Language & Culture as Research Enablers

ARLIS’s origins as a UARC were focused on comprehensive language preparedness for the DoD and the IC, particularly in the aftermath of the September 11 terrorist attacks. Then known as the Center for Advanced Study of Language (CASL), the organization assembled a stronghold of top-quality language, culture, and human performance researchers capable of responding to immediate operational requirements while still pursuing the strategic research needs of the government.

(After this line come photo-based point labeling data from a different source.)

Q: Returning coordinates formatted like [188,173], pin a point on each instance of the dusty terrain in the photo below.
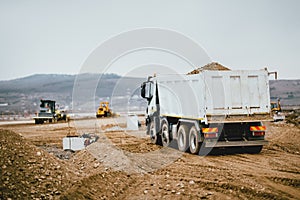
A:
[125,165]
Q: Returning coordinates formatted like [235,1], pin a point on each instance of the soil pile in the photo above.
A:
[214,66]
[28,172]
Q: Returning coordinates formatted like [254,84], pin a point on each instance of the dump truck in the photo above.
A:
[208,109]
[49,113]
[103,110]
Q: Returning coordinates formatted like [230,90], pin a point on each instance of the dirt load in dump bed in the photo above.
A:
[214,66]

Due, in part, to this history, language research has always been a critical enabler for ARLIS mission areas, including cognitive security, insider risk, performance augmentation, and other problem spaces where data remains unstructured, multilingual, and derived from social media. Beyond our work in human language technologies, our linguists and language experts are directly involved in many of ARLIS’s current projects, along with the direct generation of high-quality data resources for government and research communities.

Communication is a crucial way to interpret disinformation campaigns and understand how the global population interacts with computer systems. For example, a cross-disciplinary team of ARLIS researchers combined their expertise in Russian language, psychology and cognitive sciences, and computational linguistics on a ground-breaking project classifying an author’s personality traits in Russian social media content. Additional social media projects are gaining new insights into how emotions influence the resharing of content on Eastern European social media, tracking Chinese influence in Kenya as part of its Belt and Road Initiative, and investigating the spread of disinformation related to the COVID-19 pandemic

Dataset Provisioning

ARLIS maintains the curation of high-quality, purpose-built language datasets. Specializing in under-resourced world languages, our scientists can craft research projects that involve any human language on earth. We combine traditional and cutting-edge language data collection methods and utilize automated processes to facilitate, rather than replace expert human curation. Over its history, ARLIS (and CASL before it) has curated, normalized, and annotated linguistic data in a multitude of languages for our government clients for a broad range of analytic purposes. This research includes the fundamental resource development for unfamiliar languages and the analysis of rhetorical constructions, annotation, and multilingual social media data. These datasets have facilitated and upgraded the development of speech-to-text, text-to-speech, automatic speech recognition, machine translation, translation memory, cross-language information retrieval, reference-tracking, emotion detection, sentiment analysis, personality classification, authorship attribution, and a range of other data analytics, as well as language identification and high-level language learning.